DE ROSSI, ULTIMA CHIAMATA! AVRA’ PURE LE IDEE DI GUARDIOLA E LUIS ENRIQUE, COME SCRIVE POMPOSAMENTE IL "CORRIERE DELLA SERA", MA PER DANIELINO, CHIAMATO SULLA PANCHINA DEL GENOA, E’ ARRIVATA L’ORA DI PORTARE RISULTATI: DOVRA’ SALVARE IL GRIFONE – UNA MISSIONE NON SEMPLICE PER UN TECNICO CON SOLO 47 PANCHINE IN CARRIERA: 17 IN B ALLA SPAL, CHIUSE ANZITEMPO PROPRIO COME LE 30 CON LA ROMA (IL BILANCIO IN GIALLOROSSO: UNA SEMIFINALE DI EUROPA LEAGUE E UN ESONERO VOLUTO DA LINA SOULOUKOU) - LA MALEDIZIONE DEI CAMPIONI DEL MONDO DEL 2006 CHE IN PANCHINA HANNO COLLEZIONATO FLOP...
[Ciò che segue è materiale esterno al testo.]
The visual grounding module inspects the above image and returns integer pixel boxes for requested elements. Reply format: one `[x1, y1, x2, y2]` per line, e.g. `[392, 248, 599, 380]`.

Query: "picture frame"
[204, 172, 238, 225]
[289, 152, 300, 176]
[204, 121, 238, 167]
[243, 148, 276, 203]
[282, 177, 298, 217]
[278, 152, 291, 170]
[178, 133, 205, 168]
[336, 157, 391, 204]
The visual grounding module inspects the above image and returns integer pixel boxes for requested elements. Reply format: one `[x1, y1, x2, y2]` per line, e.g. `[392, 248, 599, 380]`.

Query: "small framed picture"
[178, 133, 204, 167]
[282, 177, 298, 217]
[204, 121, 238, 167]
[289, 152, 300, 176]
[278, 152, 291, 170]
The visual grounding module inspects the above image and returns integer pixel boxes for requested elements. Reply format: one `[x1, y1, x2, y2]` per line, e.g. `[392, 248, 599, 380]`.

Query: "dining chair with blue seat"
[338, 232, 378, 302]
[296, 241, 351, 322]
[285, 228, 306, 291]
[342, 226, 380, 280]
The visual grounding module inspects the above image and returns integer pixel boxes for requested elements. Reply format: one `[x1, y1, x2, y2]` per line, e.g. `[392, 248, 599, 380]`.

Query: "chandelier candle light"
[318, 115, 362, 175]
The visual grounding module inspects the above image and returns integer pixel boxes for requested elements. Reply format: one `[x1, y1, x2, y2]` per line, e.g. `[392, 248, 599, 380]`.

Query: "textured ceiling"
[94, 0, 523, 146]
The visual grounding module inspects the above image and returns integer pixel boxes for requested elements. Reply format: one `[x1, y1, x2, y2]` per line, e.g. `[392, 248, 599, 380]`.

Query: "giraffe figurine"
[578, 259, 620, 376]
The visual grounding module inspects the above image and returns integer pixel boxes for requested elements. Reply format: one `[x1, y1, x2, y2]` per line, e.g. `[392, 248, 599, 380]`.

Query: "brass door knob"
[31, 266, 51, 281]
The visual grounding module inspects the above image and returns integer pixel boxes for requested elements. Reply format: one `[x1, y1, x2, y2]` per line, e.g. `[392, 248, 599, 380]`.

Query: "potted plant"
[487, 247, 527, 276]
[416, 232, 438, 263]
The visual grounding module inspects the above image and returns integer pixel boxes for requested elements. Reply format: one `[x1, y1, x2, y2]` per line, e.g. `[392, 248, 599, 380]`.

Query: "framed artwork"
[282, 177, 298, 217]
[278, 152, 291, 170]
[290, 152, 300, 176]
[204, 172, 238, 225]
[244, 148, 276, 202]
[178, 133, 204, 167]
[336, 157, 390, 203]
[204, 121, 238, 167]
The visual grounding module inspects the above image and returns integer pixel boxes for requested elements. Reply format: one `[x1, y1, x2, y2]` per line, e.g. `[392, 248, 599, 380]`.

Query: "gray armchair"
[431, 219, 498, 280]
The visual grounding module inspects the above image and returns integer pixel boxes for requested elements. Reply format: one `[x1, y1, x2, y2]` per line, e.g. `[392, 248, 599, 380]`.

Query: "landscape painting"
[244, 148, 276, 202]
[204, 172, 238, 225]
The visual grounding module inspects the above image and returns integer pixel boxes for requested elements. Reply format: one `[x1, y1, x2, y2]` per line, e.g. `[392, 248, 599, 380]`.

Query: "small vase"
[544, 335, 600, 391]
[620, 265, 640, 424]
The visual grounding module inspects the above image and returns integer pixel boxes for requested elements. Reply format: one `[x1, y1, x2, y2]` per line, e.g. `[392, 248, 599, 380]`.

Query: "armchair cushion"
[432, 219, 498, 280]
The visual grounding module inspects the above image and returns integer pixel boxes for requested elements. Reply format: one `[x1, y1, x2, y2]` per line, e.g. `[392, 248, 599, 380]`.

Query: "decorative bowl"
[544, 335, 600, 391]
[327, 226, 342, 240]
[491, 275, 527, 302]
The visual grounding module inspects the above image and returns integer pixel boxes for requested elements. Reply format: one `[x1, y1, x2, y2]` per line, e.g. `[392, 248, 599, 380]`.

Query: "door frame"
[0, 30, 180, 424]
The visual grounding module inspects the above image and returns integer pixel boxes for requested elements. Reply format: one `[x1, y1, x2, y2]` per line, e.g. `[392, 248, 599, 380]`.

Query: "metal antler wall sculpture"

IN CAMPO CAMPIONI, IN PANCHINA BIDONI
Davide Stoppini per il "Corriere della Sera" - Estratti
Daniele De Rossi aveva un «Guasto d’amore», senza pallone, meglio ancora senza panchina: qualcosa mancava, qualcosa è tornato. Sarà d’accordo pure Bresh, che quella canzone adesso la canterà per lui, oltre che per il Genoa. Ieri la chiusura dell’accordo, oggi il primo allenamento con la squadra rossoblu, la sua terza esperienza da allenatore dopo Spal e Roma.
E un pensiero fisso: la salvezza, che vorrebbe dire anche rinnovo automatico di un contratto che per il momento è solo fino al termine di questa stagione. De Rossi non vede(va) l’ora. Ha fame, ha voglia. È un uomo e un professionista che ha sempre scelto il… calore: la Roma, il Boca Juniors.
E persino l’Ostiamare. E sì perché in questi mesi s’è divertito a fare (alla grande) il presidente della squadra in cui è cresciuto: anche qui un guasto d’amore, investendo milioni per ridare indietro qualcosa che aveva preso da bambino, col momentaneo primo posto in classifica nel girone F della serie D (9 vittorie e un pareggio).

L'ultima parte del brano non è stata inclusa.